Vers la légalisation de la polygamie au Canada?


Normand Lester
Une première dans l’histoire du droit au Québec. La Cour supérieure vient de reconnaître que les enfants québécois peuvent avoir plus de deux parents.
Le juge Andres Garin a décidé que les dispositions du Code civil discriminaient trois familles pluriparentales et étaient inconstitutionnelles. La Cour a abrogé ces restrictions et donné 12 mois au législateur pour mettre à jour la loi.
L’affaire a été portée devant les tribunaux par deux femmes et un homme formant un trio amoureux qui voulaient être reconnus légalement comme les parents de leurs enfants, fruits d’un projet parental «triangulaire». Deux autres familles pluriparentales se sont jointes aux procédures engagées par plusieurs bureaux d’avocats.
Ménage à plusieurs
Le juge Garin estime que limiter la filiation à deux personnes va à l’encontre du droit à l’égalité édicté par la Charte canadienne des droits et libertés. Le procureur général du Québec s’opposait à la reconnaissance juridique de la pluriparentalité. Si Simon Jolin-Barrette porte la cause en appel, ça va aller jusqu’en Cour suprême. L’Ontario, la Colombie-Britannique, la Saskatchewan et Terre-Neuve reconnaissent déjà la pluriparentalité.

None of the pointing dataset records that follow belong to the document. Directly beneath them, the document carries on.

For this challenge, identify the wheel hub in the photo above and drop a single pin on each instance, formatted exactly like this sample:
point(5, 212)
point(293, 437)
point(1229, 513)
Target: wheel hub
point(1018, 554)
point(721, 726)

Dans son jugement, Garin a pris soin d’écrire que les modifications qu’il recommande au Code civil ne peuvent pas ouvrir la porte à la polygamie. C’est à voir.
La Sharia, le livre sacré de 1,9 milliard de musulmans (24% de la population mondiale), permet la polygamie, qui est légale dans une soixantaine de pays. Pas au Canada, où des sectes mormones de Colombie-Britannique s’y adonnent aussi.
Il y a près de deux millions de musulmans au Canada. L’islam autorise les hommes à épouser jusqu’à quatre femmes. Pour contourner son interdiction légale au Canada, les mariages musulmans polygames, célébrés par des imams, ne sont pas déclarés.
• Écoutez aussi cet épisode balado tiré de l'émission de Richard Martineau, diffusée sur les plateformes QUB et simultanément sur le 99.5 FM Montréal :
Polygamie secrète en Ontario
L’émission The Fifth Estate, de la CBC, a filmé à son insu en 2019 l’imam Aly Hindy, alors inscrit sur le site officiel de l’Ontario comme autorisé à célébrer des mariages, encourageant la pratique, pourtant reconnue comme un acte criminel passible de cinq ans de prison.
Confronté à sa déclaration, l’imam a répondu qu’il mettait les autorités au défi de le poursuivre en justice, se disant convaincu que la Cour suprême du Canada déclarerait la loi interdisant la polygamie inconstitutionnelle. Hindy a célébré des dizaines de mariages polygames non déclarés à Toronto depuis une vingtaine d’années.
Comme l’iman Aly Hindy, plusieurs spécialistes constitutionnels pensent qu’il serait extrêmement difficile pour la Cour suprême du Canada de maintenir l’interdiction de la polygamie.
Selon le professeur de droit Nick Bala, de l’Université Queen’s, la Cour suprême a entamé le processus de redéfinition du mariage en légalisant les unions homosexuelles, ajoutant: «Si vous redéfinissez le mariage, comme nous l’avons fait, on peut se demander: “Eh bien, s’il n’est pas nécessaire que ce soit un homme et une femme, pourquoi ça ne pourrait pas être plus de deux personnes?”» Ceux qui défendent la polygamie affirment que son interdiction constitue un affront aux droits les plus fondamentaux: la liberté de religion et la liberté d’association.